Teens speaking up about sexual assault
The hallways of Tahoe Truckee High School buzz with chatter and gossip. A skinny brunette spills her books, a crowd of baseball players jest and shove, teachers stick close to the walls in an effort to pass unscathed through the chaos.
In many ways, Truckee High is like every other high school in America.
And like every other high school in America, there are words and actions being exchanged in those hallways and classrooms that are degrading students’ comfort and ease. Young men, and sometimes women, are crossing the line, say students at Truckee High.
“There have definitely been very uncomfortable situations here,” said Shelby Lewis, a sophomore at Truckee High. “And there is sexual assault ” it’s here, it just took someone pointing it out for us to realize.”
Educators and prevention teams from Tahoe Women’s Services, a North Shore and Truckee nonprofit that works to end abuse against women and children, have delivered the message about abuse to students of all ages for years.
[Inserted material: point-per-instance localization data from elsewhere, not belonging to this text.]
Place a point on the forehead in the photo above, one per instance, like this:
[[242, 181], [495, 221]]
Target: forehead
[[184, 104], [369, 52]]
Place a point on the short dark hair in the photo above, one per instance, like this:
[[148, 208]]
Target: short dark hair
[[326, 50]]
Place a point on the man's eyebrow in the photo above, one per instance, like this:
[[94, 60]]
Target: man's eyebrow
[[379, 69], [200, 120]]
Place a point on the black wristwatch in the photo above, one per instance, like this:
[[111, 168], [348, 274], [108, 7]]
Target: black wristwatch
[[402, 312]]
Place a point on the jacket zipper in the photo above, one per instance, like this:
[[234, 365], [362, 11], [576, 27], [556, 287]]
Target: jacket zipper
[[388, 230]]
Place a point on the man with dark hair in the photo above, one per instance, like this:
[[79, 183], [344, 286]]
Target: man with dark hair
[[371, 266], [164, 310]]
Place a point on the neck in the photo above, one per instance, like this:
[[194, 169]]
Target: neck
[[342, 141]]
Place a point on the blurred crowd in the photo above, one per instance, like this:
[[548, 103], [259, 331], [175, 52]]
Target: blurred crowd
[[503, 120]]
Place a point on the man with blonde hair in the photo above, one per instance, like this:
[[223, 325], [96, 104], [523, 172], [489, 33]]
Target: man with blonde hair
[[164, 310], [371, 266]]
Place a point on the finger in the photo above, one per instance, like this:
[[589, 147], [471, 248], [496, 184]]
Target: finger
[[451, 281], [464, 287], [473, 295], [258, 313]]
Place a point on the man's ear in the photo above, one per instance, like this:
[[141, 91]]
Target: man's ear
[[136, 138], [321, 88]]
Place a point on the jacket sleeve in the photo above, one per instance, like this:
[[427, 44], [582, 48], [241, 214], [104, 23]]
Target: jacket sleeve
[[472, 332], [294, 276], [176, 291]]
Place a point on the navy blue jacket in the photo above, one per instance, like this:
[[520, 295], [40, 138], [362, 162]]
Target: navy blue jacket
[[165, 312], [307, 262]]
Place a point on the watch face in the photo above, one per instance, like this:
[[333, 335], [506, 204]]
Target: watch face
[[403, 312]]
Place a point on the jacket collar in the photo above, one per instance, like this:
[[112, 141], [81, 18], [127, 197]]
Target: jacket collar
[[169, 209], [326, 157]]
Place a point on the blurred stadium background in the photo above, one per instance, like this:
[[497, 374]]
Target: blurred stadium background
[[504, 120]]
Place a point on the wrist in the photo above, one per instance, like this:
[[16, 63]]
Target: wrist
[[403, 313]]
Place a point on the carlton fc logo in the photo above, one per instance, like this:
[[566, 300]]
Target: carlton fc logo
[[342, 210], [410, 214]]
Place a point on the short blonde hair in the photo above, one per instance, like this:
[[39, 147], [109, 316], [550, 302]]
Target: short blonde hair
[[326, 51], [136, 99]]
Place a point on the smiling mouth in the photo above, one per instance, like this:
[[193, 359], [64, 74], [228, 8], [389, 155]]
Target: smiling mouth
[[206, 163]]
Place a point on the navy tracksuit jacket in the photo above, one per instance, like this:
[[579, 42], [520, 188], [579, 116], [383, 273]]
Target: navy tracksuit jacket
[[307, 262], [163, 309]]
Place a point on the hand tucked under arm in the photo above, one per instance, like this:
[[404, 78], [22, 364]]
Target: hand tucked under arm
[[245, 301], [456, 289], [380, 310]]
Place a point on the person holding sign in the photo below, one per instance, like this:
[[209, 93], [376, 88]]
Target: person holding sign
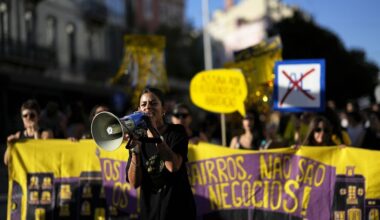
[[30, 114], [157, 164], [250, 139], [182, 115], [320, 133]]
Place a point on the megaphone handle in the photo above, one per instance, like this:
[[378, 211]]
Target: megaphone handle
[[128, 146]]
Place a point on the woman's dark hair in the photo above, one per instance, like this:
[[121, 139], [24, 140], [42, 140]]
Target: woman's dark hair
[[31, 104], [155, 91], [327, 141], [334, 120], [178, 106]]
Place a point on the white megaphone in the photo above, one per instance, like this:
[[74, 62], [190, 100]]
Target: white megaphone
[[108, 130]]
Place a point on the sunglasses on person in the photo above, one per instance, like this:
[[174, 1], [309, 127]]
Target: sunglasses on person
[[181, 115], [318, 130], [30, 115]]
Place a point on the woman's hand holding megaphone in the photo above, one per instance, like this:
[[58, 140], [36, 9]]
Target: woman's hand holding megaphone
[[133, 143]]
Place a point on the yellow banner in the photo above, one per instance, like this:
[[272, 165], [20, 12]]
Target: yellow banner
[[55, 179], [143, 64]]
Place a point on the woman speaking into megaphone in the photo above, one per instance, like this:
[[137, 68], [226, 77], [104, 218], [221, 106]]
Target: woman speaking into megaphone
[[158, 167]]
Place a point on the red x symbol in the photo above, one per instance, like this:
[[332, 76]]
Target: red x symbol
[[295, 83]]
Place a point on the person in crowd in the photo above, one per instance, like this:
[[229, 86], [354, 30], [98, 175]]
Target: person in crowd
[[94, 111], [30, 114], [54, 119], [371, 139], [158, 167], [76, 121], [182, 115], [272, 137], [250, 139], [297, 128], [211, 128], [339, 134], [355, 128], [319, 133]]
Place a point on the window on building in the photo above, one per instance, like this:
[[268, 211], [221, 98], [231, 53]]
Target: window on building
[[148, 9], [29, 26], [4, 28], [71, 36], [51, 32]]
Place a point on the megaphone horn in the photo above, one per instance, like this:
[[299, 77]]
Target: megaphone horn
[[107, 130]]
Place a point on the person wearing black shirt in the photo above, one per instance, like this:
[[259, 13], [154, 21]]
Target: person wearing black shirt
[[159, 168]]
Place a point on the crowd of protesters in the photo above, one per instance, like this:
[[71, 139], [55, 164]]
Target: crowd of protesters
[[351, 126]]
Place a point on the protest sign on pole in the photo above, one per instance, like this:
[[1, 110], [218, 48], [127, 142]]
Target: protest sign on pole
[[299, 85]]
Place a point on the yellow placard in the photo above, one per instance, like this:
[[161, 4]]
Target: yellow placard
[[219, 90]]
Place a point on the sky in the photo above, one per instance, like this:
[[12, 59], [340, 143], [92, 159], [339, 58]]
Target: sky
[[355, 22]]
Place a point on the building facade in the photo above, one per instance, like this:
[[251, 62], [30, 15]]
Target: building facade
[[242, 25], [57, 51]]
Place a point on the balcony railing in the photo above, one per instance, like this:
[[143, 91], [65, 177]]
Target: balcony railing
[[26, 54]]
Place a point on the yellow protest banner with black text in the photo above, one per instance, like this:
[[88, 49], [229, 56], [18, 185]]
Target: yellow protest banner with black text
[[59, 179]]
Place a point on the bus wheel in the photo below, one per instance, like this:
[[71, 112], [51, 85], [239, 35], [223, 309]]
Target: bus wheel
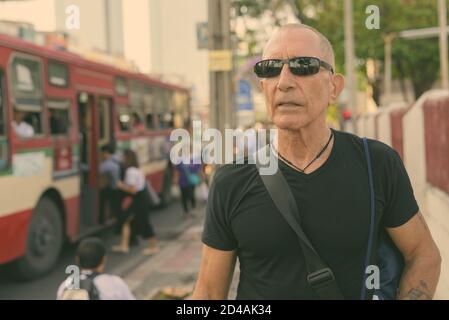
[[44, 243]]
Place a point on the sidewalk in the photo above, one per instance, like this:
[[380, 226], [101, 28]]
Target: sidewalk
[[171, 274]]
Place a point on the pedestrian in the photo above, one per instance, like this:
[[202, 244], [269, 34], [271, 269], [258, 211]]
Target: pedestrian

From those efforts stemmed the Teen Speakers Bureau, a group of Truckee High students who speak to their peers about such topics as sexual harassment, sexual abuse, domestic violence and fostering healthy relationships. The group formed with a boost of nearly $4,300 from the Truckee Tahoe Community Foundation.
“If a kid can stand up and talk about these topics, then their peers will listen,” said Aimee LaFayette, an AmeriCorps volunteer who works for Tahoe Women’s Services and leads the teen bureau. “It conveys the messages successfully.”
The 10 members of the Teen Speakers Bureau, all female by circumstance, facilitate presentations at other Truckee schools and fundraise through community projects, such as selling awareness bracelets and pins. The money they raise is used to purchase educational supplies for their group or for women and children assisted by Tahoe Women’s Services.
“I feel that just by talking to my friends about [the issues], I’m making a difference,” Lewis said.
“It’s chipping away one piece at a time; it’s a step,” added sophomore Sophie Sparksworthy, also a member of the bureau.
“And each step is important,” Lewis said. “It’s a long process and only time and consistency will get it solved.”